In the streaming media space, purple can carry other meanings that may help convey positive messages for consumers looking for something to watch. “Purple connotes energy in a really pleasing way,” said Joe Tradii, a branding and marketing expert and the founder and principal consultant at the firm SynapseConnects. “Red is typically more energetic and aggressive, and blue is calming. Purple is a combination of the two. That works for streaming because it’s a secondary color, a coming-together of these two colors that have strong associations.”

Purple can also reflect a friendlier and more appealing tone, Tradii said. That tracks with what HBO Max executives have said: Both WarnerMedia Entertainment chief marketing officer Chris Spadaccini and HBO and HBO Max svp of brand marketing Jason Mulderig have previously told Adweek they aimed to build Max as a friendly, approachable brand compared to HBO, which is branded in blue and black.

When HBO Max rolled out on May 27, Quibi bought ad space on Apple's app store to ensure the two purple-hued streamers would appear together in searches.

In a mobile world, there’s another, more practical reason for picking purple: An app tile featuring that color will stand out in a sea of apps that feature bluer hues. “If you look at app buttons on your iPhone or Android, the two most dominant app color chiclet backgrounds are blue and white,” Clugston said.
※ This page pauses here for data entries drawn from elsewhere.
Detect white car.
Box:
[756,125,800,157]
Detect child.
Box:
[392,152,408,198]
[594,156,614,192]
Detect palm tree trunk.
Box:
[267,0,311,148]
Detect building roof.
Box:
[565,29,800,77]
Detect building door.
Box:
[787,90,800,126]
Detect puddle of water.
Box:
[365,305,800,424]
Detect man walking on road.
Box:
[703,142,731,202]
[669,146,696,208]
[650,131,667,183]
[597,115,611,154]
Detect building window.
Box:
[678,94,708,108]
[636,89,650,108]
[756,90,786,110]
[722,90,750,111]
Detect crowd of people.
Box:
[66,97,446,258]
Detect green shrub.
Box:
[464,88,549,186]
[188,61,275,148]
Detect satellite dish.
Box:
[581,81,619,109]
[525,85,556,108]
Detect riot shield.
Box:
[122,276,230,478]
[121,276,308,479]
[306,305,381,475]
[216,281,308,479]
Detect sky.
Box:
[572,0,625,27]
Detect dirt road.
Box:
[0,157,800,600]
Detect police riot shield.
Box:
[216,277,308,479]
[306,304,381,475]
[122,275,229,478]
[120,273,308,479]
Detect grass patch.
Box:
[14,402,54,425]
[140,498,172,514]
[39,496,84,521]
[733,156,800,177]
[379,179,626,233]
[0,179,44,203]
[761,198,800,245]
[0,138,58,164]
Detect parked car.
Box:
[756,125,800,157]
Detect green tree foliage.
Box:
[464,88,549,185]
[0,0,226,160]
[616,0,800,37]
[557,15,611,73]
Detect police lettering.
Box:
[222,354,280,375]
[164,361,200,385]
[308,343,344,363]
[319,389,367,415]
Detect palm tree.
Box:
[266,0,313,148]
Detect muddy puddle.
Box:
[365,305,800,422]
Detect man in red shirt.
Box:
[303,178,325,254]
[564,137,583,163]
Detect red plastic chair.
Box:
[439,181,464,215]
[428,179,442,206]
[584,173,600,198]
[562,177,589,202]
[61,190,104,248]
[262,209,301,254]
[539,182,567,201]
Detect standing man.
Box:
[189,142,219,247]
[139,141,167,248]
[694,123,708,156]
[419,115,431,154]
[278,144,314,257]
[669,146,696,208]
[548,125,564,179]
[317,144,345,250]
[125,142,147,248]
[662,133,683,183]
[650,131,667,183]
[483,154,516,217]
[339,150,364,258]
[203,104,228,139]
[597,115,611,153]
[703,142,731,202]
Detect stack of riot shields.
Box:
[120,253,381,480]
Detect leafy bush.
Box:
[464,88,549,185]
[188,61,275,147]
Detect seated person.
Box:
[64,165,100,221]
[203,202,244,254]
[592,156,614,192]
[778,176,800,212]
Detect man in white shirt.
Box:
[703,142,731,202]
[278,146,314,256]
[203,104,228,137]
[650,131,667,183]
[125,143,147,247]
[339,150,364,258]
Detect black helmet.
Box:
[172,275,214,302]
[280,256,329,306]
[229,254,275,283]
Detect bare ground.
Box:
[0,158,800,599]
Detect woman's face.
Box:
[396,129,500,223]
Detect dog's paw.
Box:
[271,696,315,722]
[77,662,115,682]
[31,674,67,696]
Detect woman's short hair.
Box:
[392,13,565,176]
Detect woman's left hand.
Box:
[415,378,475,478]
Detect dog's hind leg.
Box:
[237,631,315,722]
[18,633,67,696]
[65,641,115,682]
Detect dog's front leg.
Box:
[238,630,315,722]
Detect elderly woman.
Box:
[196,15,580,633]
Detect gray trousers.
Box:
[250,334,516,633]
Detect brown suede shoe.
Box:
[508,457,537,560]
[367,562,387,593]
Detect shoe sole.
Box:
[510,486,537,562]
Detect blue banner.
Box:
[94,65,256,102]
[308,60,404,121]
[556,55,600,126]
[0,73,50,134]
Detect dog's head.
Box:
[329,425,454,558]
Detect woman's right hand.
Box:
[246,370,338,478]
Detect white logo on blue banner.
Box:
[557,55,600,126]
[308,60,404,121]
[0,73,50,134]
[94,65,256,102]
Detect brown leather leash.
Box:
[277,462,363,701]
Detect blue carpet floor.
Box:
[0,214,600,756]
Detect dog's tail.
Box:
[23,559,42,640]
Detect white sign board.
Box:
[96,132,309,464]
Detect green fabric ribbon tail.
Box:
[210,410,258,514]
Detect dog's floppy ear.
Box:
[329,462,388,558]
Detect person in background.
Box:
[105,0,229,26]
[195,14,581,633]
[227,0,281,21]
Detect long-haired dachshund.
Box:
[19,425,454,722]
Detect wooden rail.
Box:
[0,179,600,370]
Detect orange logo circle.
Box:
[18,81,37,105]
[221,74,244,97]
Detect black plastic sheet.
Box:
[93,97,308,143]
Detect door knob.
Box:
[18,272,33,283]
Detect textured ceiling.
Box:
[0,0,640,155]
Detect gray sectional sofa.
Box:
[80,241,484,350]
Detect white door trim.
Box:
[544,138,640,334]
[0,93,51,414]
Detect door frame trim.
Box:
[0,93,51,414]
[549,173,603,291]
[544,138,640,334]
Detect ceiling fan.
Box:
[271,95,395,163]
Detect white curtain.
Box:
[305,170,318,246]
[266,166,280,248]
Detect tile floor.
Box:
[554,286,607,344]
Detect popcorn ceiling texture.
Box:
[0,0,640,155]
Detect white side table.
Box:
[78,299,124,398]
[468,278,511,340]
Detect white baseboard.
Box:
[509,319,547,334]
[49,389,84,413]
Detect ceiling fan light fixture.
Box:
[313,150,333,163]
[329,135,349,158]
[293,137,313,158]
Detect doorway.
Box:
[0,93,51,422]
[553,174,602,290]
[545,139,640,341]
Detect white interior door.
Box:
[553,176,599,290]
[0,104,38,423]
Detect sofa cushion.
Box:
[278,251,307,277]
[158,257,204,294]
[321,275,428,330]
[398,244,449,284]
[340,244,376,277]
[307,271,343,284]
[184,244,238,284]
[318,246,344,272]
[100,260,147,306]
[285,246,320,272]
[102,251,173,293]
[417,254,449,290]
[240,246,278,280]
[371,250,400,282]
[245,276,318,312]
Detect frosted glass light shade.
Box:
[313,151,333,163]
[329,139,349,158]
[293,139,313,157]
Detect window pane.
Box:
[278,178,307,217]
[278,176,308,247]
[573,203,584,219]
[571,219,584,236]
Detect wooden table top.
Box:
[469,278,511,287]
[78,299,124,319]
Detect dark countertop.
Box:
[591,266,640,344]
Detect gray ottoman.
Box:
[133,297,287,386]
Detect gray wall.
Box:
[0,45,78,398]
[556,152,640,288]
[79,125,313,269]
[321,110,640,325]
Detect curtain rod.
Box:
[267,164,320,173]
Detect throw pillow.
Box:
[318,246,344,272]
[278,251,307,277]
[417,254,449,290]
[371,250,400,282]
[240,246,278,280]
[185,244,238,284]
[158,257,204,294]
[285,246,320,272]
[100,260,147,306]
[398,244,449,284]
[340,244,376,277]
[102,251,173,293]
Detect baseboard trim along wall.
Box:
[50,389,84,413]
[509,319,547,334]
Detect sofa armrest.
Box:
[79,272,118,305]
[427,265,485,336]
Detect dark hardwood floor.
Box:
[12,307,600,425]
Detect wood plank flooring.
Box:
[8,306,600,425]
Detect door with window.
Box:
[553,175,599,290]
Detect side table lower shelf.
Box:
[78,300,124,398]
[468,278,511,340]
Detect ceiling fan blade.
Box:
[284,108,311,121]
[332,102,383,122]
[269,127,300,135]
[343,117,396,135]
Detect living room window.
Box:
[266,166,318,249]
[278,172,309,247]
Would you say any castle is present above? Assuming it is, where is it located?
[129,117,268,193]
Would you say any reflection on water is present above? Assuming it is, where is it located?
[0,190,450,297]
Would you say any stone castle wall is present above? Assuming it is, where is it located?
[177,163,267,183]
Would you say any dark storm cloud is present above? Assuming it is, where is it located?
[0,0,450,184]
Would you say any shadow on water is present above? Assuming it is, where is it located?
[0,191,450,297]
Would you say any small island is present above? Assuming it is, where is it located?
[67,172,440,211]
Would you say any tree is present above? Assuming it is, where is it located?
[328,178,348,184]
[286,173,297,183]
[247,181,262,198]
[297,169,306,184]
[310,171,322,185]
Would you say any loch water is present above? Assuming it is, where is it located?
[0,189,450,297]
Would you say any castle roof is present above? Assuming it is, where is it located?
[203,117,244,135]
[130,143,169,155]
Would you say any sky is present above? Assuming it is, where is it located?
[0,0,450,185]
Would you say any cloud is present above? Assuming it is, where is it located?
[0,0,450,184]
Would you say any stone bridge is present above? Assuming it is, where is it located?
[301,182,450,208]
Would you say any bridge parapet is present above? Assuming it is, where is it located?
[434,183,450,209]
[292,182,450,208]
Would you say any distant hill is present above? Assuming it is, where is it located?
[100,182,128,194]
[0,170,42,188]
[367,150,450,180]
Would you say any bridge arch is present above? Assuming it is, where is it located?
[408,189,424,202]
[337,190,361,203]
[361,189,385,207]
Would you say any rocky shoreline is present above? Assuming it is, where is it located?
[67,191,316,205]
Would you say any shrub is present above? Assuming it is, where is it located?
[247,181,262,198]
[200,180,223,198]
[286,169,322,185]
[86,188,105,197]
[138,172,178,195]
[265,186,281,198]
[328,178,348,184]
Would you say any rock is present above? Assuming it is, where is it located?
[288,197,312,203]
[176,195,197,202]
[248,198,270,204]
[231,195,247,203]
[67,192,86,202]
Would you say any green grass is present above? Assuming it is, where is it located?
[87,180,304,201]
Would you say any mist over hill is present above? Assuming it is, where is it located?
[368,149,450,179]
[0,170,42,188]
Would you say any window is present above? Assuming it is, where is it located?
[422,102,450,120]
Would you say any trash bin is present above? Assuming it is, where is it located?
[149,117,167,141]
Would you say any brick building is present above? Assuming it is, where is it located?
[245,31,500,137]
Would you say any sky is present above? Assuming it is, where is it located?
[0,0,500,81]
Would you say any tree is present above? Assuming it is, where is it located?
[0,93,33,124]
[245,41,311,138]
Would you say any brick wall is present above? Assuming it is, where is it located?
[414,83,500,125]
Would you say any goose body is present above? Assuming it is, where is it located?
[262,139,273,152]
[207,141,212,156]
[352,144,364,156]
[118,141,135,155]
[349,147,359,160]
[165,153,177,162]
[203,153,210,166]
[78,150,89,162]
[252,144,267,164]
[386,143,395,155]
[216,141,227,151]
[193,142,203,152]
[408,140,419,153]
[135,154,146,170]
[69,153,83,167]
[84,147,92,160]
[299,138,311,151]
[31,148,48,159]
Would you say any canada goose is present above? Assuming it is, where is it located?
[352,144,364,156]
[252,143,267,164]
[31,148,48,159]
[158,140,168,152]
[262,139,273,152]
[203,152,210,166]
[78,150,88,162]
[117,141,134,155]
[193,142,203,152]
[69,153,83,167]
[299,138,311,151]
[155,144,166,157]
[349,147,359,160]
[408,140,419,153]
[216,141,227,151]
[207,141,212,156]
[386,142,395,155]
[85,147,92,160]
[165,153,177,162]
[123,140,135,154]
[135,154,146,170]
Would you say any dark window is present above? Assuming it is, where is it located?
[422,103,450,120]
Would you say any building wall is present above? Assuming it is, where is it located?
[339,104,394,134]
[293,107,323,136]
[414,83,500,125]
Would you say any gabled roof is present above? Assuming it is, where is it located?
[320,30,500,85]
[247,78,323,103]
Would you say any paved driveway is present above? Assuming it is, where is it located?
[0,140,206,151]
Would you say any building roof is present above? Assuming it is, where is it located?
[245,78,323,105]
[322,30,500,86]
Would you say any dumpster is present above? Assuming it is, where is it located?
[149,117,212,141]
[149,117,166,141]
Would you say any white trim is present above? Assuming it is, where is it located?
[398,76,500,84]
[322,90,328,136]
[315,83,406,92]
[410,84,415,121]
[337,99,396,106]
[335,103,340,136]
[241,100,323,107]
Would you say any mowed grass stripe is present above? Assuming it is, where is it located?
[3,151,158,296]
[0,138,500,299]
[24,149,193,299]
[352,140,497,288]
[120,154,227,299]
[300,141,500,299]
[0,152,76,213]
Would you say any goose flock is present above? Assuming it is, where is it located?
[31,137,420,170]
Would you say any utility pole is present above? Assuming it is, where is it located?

HBO Max and Quibi’s similar color choices were most apparent last month when Quibi advertised on Apple’s app store on the same day that HBO Max rolled out, to ensure the two streaming apps would be presented together for any users searching for HBO Max.

For both new streaming entrants, their purples are defined by their gradations of color, which range from warmer magenta tones to darker blues. Gradients—regardless of their color—can also send the signal of a depth and breadth of content available on the service, a message that streamers of all stripes are trying to perfect in order to attract subscribers.

“Since a spectrum is the range of all visible color, it makes sense that streaming services would use this graphic device as a metaphor for their broad range of content,” Goolsby said. “For these services, gradients immediately ground them in the digital world, and speak to the spectrum of content choices they offer.”

Trends, of course, are fickle, and purple’s big moment in the streaming space may already be fading. Peacock, the next big streamer from NBCUniversal, isn’t going with purple, but has instead centered much of its branding on a bright canary yellow.